Rhabdo is seen in alcoholics, electrical burns, McArdle, drugs such as statins + fibrates combo.

Rhabdo is nephrotoxic –> can cause acute tubular necrosis + hyperkalemia.

Tx for acute gout = indomethacin, steroids, or colchicine. All are equally acceptable according to current literature, but USMLE favors indomethacin first as standard Tx.

If indomethacin + steroids are not listed, colchicine will be the answer.

Steroids are the answer in patients with renal insufficiency or Hx of renal transplant.

Chronic gout Tx with allopurinol or febuxostat (xanthine oxidase inhibitors). Never give these in acute gout as they can make it worse.

Uricosurics such as probenecid are not first-line for chronic gout and should not be used in those with uric acid overproduction because of risk of precipitating renal stones. Probenecid can also be used to maintain beta-lactam levels in the blood.

Two biggest risk factors for pseudogout (Calcium pyrophosphate deposition disease; CPPD) are hemochromatosis and primary hyperparathyroidism.

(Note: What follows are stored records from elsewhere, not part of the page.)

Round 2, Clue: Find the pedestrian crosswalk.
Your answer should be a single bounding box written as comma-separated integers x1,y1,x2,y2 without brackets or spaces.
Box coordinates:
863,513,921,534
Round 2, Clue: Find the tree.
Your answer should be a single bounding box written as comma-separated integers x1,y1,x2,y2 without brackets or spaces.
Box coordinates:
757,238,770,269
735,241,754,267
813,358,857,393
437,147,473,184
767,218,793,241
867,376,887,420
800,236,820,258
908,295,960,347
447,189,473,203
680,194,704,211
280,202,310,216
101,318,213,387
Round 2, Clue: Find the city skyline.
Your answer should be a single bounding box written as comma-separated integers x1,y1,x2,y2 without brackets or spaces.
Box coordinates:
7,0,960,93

Will present as monoarthritis of a large joint, such as the knee, or as an osteoarthritis-like presentation in someone with hemochromatosis or primary hyperparathyroidism. Tx acutely same as gout. For chronic, Tx underlying cause, since xanthine oxidase inhibitors clearly are unrelated.

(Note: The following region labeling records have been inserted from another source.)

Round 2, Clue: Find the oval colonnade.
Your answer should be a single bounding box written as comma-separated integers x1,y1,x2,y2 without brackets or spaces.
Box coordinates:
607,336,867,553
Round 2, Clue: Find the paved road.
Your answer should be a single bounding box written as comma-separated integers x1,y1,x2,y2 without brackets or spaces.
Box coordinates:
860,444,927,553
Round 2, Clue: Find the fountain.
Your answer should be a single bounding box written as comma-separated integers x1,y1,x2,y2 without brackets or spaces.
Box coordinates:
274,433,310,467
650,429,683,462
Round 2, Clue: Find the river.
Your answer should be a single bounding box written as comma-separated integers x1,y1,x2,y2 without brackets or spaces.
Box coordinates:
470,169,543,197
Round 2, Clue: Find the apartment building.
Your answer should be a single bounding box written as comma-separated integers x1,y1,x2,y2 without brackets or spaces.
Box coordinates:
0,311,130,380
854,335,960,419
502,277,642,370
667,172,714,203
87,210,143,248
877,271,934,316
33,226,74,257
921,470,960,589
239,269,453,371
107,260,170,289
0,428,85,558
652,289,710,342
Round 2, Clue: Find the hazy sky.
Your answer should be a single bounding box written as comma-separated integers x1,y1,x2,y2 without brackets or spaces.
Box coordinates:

Tx of osteoarthritis (OA) = weight loss (if overweight) + acetaminophen. NSAIDs can also be used first-line for Sx, but acetaminophen is superior bc it won’t affect the kidney. USMLE wants acetaminophen as the answer; this on on the family medicine forms.

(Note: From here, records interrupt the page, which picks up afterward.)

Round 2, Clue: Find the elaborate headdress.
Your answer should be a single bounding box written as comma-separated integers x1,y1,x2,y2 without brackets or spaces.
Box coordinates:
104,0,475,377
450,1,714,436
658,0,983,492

They might tell you in a vignette that an older woman is taking high doses of naproxen (an NSAID) to Tx her OA (clearly not what someone should be doing, but then they go on to explain that she has renal pathology because of it). They say she has peripheral edema. –> Why does she have edema –> answer = decreased renal excretion of sodium / increased renal retention of sodium.

Basically NSAIDs knock out prostaglandin synthesis –> decreased afferent arteriolar dilatation –> decreased renal blood flow –> pre-renal insufficiency ensues –> kidney tries to increase fluid retention because it thinks blood volume is low –> upregulation of RAAS –> AT II causes increased PCT reabsorption of sodium –> increased sodium retention through PCT –> water follows sodium –> edema.

This also explains why fractional excretion of sodium (FeNa) is low in pre-renal etiologies of renal failure –> kidney tries to reabsorb sodium as the mechanism for increasing fluid retention.